A chest X-ray showed bilateral pleural effusions (Figure 1). Transthoracic echocardiogram showed no abnormalities with an ejection fraction of 80%. Abdominal sonography showed results within normal parameters. Among the laboratory tests performed, pertinent positives were: ABG with pH: 7.33, PO2: 47.9, HCO3: 15.5, BUN: 27, WBC: 16.36, HTC: 29.3, Hg: 9.7 which then progressed to metabolic acidosis (Figure 2) with a pH: of 7.22, PCO2: 29.6, HCO3: 11.9. Electrocardiogram tracing evidenced sinus rhythm with a HR of 99 beats per minute and inversion of T waves in DII, DIII, aVF, V5, and V6 (Figure 3 and Figure 4).





Interventions:

At the moment of her admission, the patient was hypotensive, sedated, with a mixed acidosis. Due to her persistent hypotensive levels support with noradrenaline with continuous infusion of calcium chloride and the adrenaline was initiated. The patient also presented mixed metabolic acidosis and mean diastolic of 60 mmHg which led to intubation of the patient and placement of a central venous line for administration of inotropic and vasopressors. 
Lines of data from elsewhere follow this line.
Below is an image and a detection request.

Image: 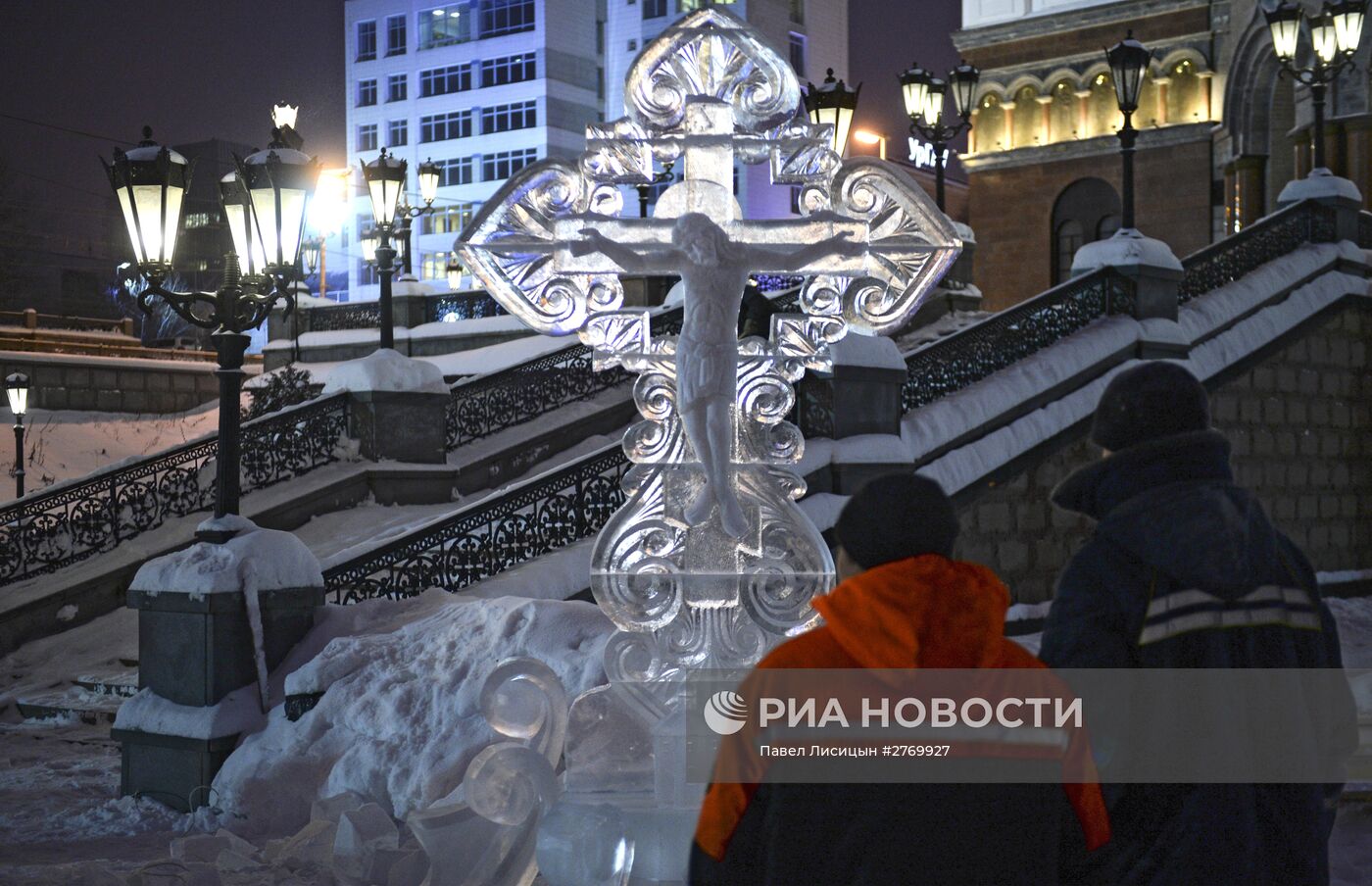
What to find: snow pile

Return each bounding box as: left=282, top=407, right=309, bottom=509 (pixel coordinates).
left=214, top=593, right=612, bottom=834
left=129, top=517, right=323, bottom=600
left=322, top=348, right=447, bottom=396
left=1277, top=166, right=1362, bottom=209
left=1071, top=227, right=1181, bottom=275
A chest X-ray was done where it evidenced bilateral pleural effusions (Figure 1). The noradrenaline and pressor support was adjusted to the hemodynamics the patient presented, reaching a maximum dose of 0.18 mcg/kg/min for noradrenaline, with a posterior reduction on the second day of admission in the ICU and initiation of vasopressin 0.06 units/ min. Vasopressin and noradrenalin were removed on the 4th day of hospitalization. Furosemide 20 mg is indicated for the management of chest X-ray congestion.

On her second day in the ICU patient presented a rash on the face and upper chest, which led to the administration of hydrocortisone. The patient also presented abundant secretions on the tracheal tube with a BP of 115/52 mmHg and metabolic acidosis. During her admission at the ICU patient developed transvaginal bleeding, which after evaluation by the gynecology department a B-HCG hormone level was ordered that turned out negative. After correction of metabolic acidosis is done, the patient starts presenting an increase in WBC (16,000 mm3) and after consultation with the infectious diseases and the positive findings of crackles in the right lung led to the prescription of ceftriaxone 1 gr every 12 hours and clindamycin 600 mg every 8 hours, the treatment improved the WBC count of the patient. The patient was extubated on her 5th day of hospitalization without eventualities and was maintained on continuous oxygen through a face mask. On the 7th day of hospitalization, the patient is moved from ICU to the medical ward where she remained on observation for 4 days until discharge, after complete resolution of opacity on chest X-ray with a scheduled appointment with the psychiatric department.

Follow up:

Once the patient was authorized for discharge by all the involved parts in the case, psychiatric follow up scheduled as well as treatment based on psychotherapeutic intervention, making sure the patient preserved her self-preservation instinct.

Discussion

Nifedipine is the first calcium channel blocker from the dihydropyridine family. These have a vasodilator effect and they also increase coronary flow; it blocks the entrance of calcium into vascular smooth muscle cells2 5 6. It also decreases myocardial contractility6. Nifedipine is a molecule that works by decreasing systemic blood pressures, fundamentally by reducing systemic vascular resistance (SVR)7.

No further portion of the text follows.